Demand
Destruction - Stadium
By Bill Henderson
18 July, 2006
Countercurrents.org
So far rising gas prices have
had little effect on North American consumption patterns. There are
nagging fears that consumer's discretionary spending is being squeezed,
but so far people are still buying. Buying big trucks to commute big
miles to their big mortgage house in the exurbs. Drivers expect to hit
the holiday highway in big numbers as usual this summer.
But high fuel prices are
seriously exacerbating basic survival problems in those many developing
countries with limited oil reserves. Some countries are already having
a very hard time keeping their economies from drowning in the rising
tide of fuel prices. (You can find an informative table delineating
the oil access problem for several African countries here)
This silent
crisis receives almost no attention in the developed world
media; it is certainly not on the minds of Joe Sixpack as he complains
at the pump. The precarious position of millions of our fellow global
citizens seems to be below the radar, not a factor to be considered
at all in how movers and shakers, planners and public go about creating
our future.
But the ethical and practical
considerations of drowning Third World economies must be a consideration
in how we spend our own fuel budget and how we spend our investment
dollars. And future triple digit prices per barrel of oil should be
something we are thinking about now even if only for the possible contagion
danger of failed states.
A local example:
There are plans to build
a new waterfront stadium for soccer and concert entertainment in Vancouver
where I live. At a recent planning meeting over a hundred concerned
citizens and organizations submitted briefs or spoke to city council
about this proposed development. A 15,000 seat stadium downtown in our
wonderful and fortunate city is not a big thing. But it is an example
of denial and indifference because the end of cheap oil and what it
means for our common future was not included in this input, was not
included in planning and in city council deliberations, was not on the
menu for public debate about this stadium.

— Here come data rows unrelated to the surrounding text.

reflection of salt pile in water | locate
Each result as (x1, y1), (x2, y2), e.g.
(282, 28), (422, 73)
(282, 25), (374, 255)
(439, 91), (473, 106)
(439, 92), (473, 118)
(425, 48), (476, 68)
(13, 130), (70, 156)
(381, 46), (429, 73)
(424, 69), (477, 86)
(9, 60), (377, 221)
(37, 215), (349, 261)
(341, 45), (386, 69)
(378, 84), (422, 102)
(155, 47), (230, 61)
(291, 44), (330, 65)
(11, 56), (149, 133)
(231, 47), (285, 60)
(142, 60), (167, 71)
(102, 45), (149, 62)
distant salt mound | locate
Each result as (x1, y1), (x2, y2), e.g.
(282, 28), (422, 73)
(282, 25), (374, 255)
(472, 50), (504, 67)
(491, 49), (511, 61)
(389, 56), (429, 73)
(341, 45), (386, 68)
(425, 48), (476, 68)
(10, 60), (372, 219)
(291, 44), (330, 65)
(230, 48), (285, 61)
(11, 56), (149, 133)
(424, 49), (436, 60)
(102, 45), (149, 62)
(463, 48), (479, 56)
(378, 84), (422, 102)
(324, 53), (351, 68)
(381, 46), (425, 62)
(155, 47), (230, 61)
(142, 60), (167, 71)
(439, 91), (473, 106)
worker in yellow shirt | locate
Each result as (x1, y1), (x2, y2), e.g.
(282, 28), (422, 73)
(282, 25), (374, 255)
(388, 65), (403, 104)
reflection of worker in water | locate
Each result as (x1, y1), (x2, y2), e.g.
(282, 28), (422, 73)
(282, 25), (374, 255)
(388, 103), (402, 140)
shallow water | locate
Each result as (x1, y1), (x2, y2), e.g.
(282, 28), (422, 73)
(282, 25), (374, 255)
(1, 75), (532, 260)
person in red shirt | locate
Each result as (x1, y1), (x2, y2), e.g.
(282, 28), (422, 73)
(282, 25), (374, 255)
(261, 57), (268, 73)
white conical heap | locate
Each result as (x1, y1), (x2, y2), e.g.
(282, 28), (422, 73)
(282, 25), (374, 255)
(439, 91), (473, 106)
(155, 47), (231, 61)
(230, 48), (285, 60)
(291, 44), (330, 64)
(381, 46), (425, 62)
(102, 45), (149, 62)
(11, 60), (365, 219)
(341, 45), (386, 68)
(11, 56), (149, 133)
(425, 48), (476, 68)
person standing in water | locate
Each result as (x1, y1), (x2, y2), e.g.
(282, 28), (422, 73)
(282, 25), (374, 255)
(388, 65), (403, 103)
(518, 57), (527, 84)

Pro sports are a luxury we
can no longer afford in a world facing dangerous climate change and
where $75 a barrel oil is already straining the budgets of most Third
World countries and threatening their development future.
I'm a fan - had fun this
World Cup and fondly remember the great Whitecap cup run in 79 - but
even if it is 'our oil' (this distillation of millions of years of stored
sunlight), and we (very optimistically) believe that future generations
of Vancouverites will have energy sources equivalent to fossil fuels,
consider what it could be like watching a game or concert in 2010 when
oil is $200 a barrel and millions are starving to death worldwide.

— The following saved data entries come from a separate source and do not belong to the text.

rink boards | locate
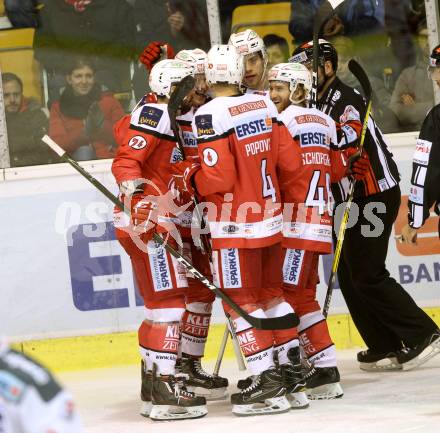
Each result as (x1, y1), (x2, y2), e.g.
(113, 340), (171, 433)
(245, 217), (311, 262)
(1, 132), (439, 371)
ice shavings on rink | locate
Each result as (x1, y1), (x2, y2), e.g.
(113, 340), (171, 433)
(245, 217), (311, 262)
(58, 349), (440, 433)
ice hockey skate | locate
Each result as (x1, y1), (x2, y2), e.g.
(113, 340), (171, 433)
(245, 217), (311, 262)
(282, 347), (309, 409)
(304, 365), (344, 400)
(397, 330), (440, 371)
(231, 368), (290, 416)
(140, 360), (152, 417)
(357, 349), (402, 372)
(149, 364), (208, 421)
(178, 357), (229, 400)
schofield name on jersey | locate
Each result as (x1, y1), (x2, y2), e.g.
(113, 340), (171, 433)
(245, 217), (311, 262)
(302, 152), (330, 166)
(235, 116), (272, 140)
(138, 106), (163, 128)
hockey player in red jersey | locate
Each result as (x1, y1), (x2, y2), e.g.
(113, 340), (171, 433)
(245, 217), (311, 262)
(229, 29), (268, 93)
(172, 48), (229, 400)
(172, 44), (304, 416)
(269, 62), (349, 400)
(111, 59), (207, 421)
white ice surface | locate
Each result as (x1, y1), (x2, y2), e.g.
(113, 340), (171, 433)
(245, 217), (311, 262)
(59, 349), (440, 433)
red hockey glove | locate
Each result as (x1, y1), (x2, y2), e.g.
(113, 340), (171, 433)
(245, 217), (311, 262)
(139, 41), (175, 71)
(344, 148), (371, 181)
(171, 159), (201, 198)
(130, 194), (159, 238)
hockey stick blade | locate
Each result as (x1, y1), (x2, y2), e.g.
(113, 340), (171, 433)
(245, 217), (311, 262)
(348, 59), (372, 101)
(42, 135), (298, 330)
(168, 75), (195, 134)
(167, 75), (212, 257)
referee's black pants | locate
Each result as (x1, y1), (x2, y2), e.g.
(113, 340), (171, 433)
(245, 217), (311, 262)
(336, 185), (437, 353)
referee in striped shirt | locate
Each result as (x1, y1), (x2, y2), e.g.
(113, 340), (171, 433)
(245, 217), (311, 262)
(401, 44), (440, 245)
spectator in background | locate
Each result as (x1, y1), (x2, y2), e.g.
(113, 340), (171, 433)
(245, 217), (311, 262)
(218, 0), (281, 43)
(384, 0), (425, 74)
(332, 35), (400, 133)
(49, 57), (124, 160)
(2, 72), (52, 167)
(390, 25), (435, 131)
(34, 0), (135, 103)
(289, 0), (385, 46)
(4, 0), (40, 27)
(263, 33), (289, 69)
(132, 0), (209, 100)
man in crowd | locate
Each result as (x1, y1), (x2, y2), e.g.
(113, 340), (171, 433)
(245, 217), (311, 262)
(2, 72), (52, 167)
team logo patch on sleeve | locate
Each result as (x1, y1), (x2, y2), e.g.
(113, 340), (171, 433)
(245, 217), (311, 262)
(202, 148), (218, 166)
(195, 114), (215, 136)
(340, 105), (360, 123)
(138, 106), (163, 128)
(128, 135), (147, 150)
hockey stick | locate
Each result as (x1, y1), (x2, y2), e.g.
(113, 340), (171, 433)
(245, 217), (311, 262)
(167, 75), (212, 257)
(311, 1), (334, 108)
(213, 318), (246, 376)
(322, 59), (372, 318)
(42, 135), (298, 330)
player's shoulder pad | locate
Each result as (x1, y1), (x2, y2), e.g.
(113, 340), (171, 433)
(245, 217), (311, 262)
(194, 113), (215, 137)
(130, 103), (169, 132)
(137, 105), (164, 128)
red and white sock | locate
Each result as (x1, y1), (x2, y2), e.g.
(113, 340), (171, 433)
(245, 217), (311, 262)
(232, 309), (275, 375)
(180, 302), (212, 358)
(298, 310), (336, 368)
(138, 307), (185, 375)
(264, 300), (299, 365)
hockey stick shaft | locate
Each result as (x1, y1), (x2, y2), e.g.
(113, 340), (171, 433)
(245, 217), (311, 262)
(322, 60), (372, 318)
(168, 76), (212, 257)
(42, 135), (298, 330)
(213, 324), (229, 376)
(213, 319), (246, 375)
(228, 316), (246, 371)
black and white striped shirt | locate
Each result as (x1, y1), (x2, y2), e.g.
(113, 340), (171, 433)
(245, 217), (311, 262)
(318, 77), (400, 202)
(408, 104), (440, 230)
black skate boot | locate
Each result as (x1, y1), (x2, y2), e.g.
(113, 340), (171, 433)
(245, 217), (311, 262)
(231, 367), (290, 416)
(304, 365), (343, 400)
(357, 349), (401, 372)
(180, 357), (229, 400)
(237, 375), (255, 390)
(149, 364), (208, 421)
(140, 360), (152, 417)
(397, 330), (440, 371)
(281, 347), (309, 409)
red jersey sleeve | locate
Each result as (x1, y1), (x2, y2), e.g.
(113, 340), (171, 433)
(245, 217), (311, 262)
(111, 115), (160, 184)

Denial and refusal to shrink
our obese material demands will lead to demand destruction in India,
Indonesia, Bangladesh, etc., instead. Where we can least afford it.

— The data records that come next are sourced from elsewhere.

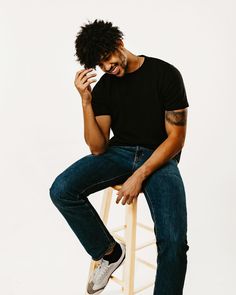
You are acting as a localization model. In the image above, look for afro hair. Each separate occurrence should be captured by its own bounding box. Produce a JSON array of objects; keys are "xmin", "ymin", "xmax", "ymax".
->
[{"xmin": 74, "ymin": 19, "xmax": 124, "ymax": 69}]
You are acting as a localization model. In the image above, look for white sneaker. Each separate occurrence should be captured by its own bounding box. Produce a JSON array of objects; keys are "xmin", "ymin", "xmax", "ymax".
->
[{"xmin": 86, "ymin": 242, "xmax": 126, "ymax": 294}]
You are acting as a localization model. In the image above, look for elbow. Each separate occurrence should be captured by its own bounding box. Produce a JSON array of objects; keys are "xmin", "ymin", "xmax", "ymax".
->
[
  {"xmin": 91, "ymin": 151, "xmax": 104, "ymax": 156},
  {"xmin": 91, "ymin": 150, "xmax": 107, "ymax": 156},
  {"xmin": 168, "ymin": 134, "xmax": 185, "ymax": 150},
  {"xmin": 90, "ymin": 144, "xmax": 108, "ymax": 156}
]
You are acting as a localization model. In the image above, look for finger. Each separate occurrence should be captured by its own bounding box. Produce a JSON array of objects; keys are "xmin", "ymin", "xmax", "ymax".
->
[
  {"xmin": 126, "ymin": 196, "xmax": 133, "ymax": 205},
  {"xmin": 116, "ymin": 191, "xmax": 123, "ymax": 204},
  {"xmin": 83, "ymin": 79, "xmax": 97, "ymax": 89},
  {"xmin": 75, "ymin": 69, "xmax": 85, "ymax": 77},
  {"xmin": 74, "ymin": 68, "xmax": 89, "ymax": 80},
  {"xmin": 121, "ymin": 196, "xmax": 129, "ymax": 205},
  {"xmin": 75, "ymin": 68, "xmax": 93, "ymax": 83},
  {"xmin": 116, "ymin": 196, "xmax": 121, "ymax": 204},
  {"xmin": 79, "ymin": 68, "xmax": 94, "ymax": 80},
  {"xmin": 86, "ymin": 73, "xmax": 97, "ymax": 78},
  {"xmin": 81, "ymin": 72, "xmax": 97, "ymax": 84}
]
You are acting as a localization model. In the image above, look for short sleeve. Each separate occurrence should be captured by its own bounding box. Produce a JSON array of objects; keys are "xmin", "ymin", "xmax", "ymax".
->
[
  {"xmin": 161, "ymin": 64, "xmax": 189, "ymax": 111},
  {"xmin": 91, "ymin": 74, "xmax": 111, "ymax": 116}
]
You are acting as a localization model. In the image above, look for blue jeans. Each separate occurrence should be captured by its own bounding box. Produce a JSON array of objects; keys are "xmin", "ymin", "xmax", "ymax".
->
[{"xmin": 49, "ymin": 145, "xmax": 189, "ymax": 295}]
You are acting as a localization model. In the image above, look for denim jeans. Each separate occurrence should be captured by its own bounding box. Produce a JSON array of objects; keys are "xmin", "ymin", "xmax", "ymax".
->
[{"xmin": 49, "ymin": 145, "xmax": 189, "ymax": 295}]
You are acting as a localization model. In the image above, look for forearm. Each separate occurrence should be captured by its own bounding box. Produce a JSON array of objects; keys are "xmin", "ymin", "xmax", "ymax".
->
[
  {"xmin": 82, "ymin": 102, "xmax": 107, "ymax": 154},
  {"xmin": 133, "ymin": 136, "xmax": 184, "ymax": 181}
]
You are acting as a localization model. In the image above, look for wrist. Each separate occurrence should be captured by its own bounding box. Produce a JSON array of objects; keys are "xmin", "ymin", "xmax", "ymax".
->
[
  {"xmin": 133, "ymin": 166, "xmax": 150, "ymax": 182},
  {"xmin": 82, "ymin": 100, "xmax": 91, "ymax": 108}
]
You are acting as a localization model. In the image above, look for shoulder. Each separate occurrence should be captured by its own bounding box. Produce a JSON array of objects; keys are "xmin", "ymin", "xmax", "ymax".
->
[
  {"xmin": 145, "ymin": 56, "xmax": 185, "ymax": 90},
  {"xmin": 147, "ymin": 55, "xmax": 182, "ymax": 75},
  {"xmin": 92, "ymin": 72, "xmax": 110, "ymax": 91},
  {"xmin": 95, "ymin": 72, "xmax": 110, "ymax": 84}
]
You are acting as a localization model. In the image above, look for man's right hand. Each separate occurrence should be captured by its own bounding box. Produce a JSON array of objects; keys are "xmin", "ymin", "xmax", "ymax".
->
[{"xmin": 74, "ymin": 68, "xmax": 97, "ymax": 104}]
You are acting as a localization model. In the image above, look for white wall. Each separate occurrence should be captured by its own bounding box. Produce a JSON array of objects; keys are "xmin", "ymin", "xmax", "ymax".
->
[{"xmin": 1, "ymin": 0, "xmax": 235, "ymax": 294}]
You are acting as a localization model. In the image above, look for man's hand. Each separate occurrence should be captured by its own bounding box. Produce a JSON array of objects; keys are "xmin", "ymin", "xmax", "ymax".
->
[
  {"xmin": 74, "ymin": 68, "xmax": 97, "ymax": 103},
  {"xmin": 115, "ymin": 174, "xmax": 144, "ymax": 205}
]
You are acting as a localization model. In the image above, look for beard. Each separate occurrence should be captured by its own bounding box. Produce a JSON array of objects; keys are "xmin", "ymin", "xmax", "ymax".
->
[{"xmin": 115, "ymin": 50, "xmax": 128, "ymax": 75}]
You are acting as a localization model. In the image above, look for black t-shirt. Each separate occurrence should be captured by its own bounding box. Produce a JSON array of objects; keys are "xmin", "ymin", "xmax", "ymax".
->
[{"xmin": 91, "ymin": 54, "xmax": 189, "ymax": 163}]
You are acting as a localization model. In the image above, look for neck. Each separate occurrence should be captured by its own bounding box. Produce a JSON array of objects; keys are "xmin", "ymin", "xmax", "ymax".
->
[{"xmin": 126, "ymin": 53, "xmax": 144, "ymax": 73}]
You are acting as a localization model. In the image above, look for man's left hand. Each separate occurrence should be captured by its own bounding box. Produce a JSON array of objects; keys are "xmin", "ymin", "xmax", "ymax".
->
[{"xmin": 115, "ymin": 174, "xmax": 144, "ymax": 205}]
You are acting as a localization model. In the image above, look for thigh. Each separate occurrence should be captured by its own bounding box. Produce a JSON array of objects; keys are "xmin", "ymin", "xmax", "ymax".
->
[
  {"xmin": 50, "ymin": 146, "xmax": 134, "ymax": 199},
  {"xmin": 142, "ymin": 159, "xmax": 188, "ymax": 242}
]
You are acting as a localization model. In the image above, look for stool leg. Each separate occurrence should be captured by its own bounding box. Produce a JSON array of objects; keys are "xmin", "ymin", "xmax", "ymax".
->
[
  {"xmin": 84, "ymin": 187, "xmax": 113, "ymax": 295},
  {"xmin": 99, "ymin": 187, "xmax": 113, "ymax": 225},
  {"xmin": 122, "ymin": 197, "xmax": 138, "ymax": 295}
]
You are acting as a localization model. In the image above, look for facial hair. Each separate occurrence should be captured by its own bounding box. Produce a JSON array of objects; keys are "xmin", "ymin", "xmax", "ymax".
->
[{"xmin": 107, "ymin": 50, "xmax": 128, "ymax": 76}]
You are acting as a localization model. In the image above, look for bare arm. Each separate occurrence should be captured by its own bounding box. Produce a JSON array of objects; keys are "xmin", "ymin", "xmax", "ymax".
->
[
  {"xmin": 133, "ymin": 108, "xmax": 188, "ymax": 180},
  {"xmin": 82, "ymin": 102, "xmax": 110, "ymax": 154},
  {"xmin": 74, "ymin": 68, "xmax": 109, "ymax": 155}
]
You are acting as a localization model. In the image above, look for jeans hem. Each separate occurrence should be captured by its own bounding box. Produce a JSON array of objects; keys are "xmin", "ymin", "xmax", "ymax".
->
[{"xmin": 92, "ymin": 240, "xmax": 117, "ymax": 261}]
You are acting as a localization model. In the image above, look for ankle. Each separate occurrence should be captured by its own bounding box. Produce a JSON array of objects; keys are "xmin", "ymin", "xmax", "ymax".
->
[
  {"xmin": 105, "ymin": 244, "xmax": 115, "ymax": 255},
  {"xmin": 103, "ymin": 242, "xmax": 122, "ymax": 264}
]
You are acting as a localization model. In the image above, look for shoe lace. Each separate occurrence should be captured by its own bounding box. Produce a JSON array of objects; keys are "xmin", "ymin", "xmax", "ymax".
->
[{"xmin": 93, "ymin": 259, "xmax": 109, "ymax": 282}]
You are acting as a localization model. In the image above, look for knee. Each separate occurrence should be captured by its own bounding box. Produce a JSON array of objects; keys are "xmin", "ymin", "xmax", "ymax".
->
[
  {"xmin": 158, "ymin": 238, "xmax": 189, "ymax": 260},
  {"xmin": 49, "ymin": 176, "xmax": 70, "ymax": 205}
]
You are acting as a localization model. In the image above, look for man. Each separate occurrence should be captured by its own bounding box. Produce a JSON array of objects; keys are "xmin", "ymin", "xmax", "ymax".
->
[{"xmin": 49, "ymin": 19, "xmax": 190, "ymax": 295}]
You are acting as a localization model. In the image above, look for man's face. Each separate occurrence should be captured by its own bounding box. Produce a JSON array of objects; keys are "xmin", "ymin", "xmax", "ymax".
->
[{"xmin": 97, "ymin": 48, "xmax": 128, "ymax": 77}]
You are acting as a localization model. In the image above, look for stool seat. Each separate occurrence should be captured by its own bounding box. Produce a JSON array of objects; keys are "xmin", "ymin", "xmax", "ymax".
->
[
  {"xmin": 85, "ymin": 183, "xmax": 156, "ymax": 295},
  {"xmin": 111, "ymin": 184, "xmax": 123, "ymax": 191}
]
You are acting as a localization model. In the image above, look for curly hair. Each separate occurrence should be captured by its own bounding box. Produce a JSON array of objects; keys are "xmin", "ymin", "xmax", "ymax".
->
[{"xmin": 74, "ymin": 19, "xmax": 124, "ymax": 69}]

We can enjoy local sports - pro sports are a luxury we can no longer
afford. There is no shortage of wonderful music in existing venues in
Vancouver.
And if we are going to get
serious about climate change does it make sense to have hundreds of
pro sport teams criss-crossing the continent spewing CO2? Are we going
to treat the Whitecaps and Canucks as sacrosanct and consider the NHL,
NFL or MLS more important than increased damage from storms, insect
infestations, drought or biodiversity loss? Or maybe even human
extinction?
Pro sports are one example
of a host of goods and services that we have come to regard as necessities
but which are now luxuries we can no longer afford. You can wade, paddle,
swim, canoe, kayak, sail or surf - aren't powerboats and jet skis luxuries
we can no longer afford?
Most of us think tourism
is basically a good thing, but surely tourism is now luxury travel in
our present circumstances when you calculate the fuel costs, the greenhouse
gas costs and the added increment to our already bloated individual
ecological footprints.
In his very informative book
ONE WORLD philosopher Peter Singer explains that globalization has expanded
our ethical
sphere to include everyone on the planet. But decision
making in our market economy doesn't quantify, factor in and price consequences
of our actions beyond supply and demand. The guy at the pump (supposedly)
rules.
So there isn't even informed
debate about these very real problems with investing in a new stadium.
As Øystein Dahle,
former vice president of Exxon for Norway and the North Sea, has pointed
out, “Socialism collapsed because it did not allow the
market to tell the economic truth. Capitalism may collapse because it
does not allow the market to tell the ecological truth.”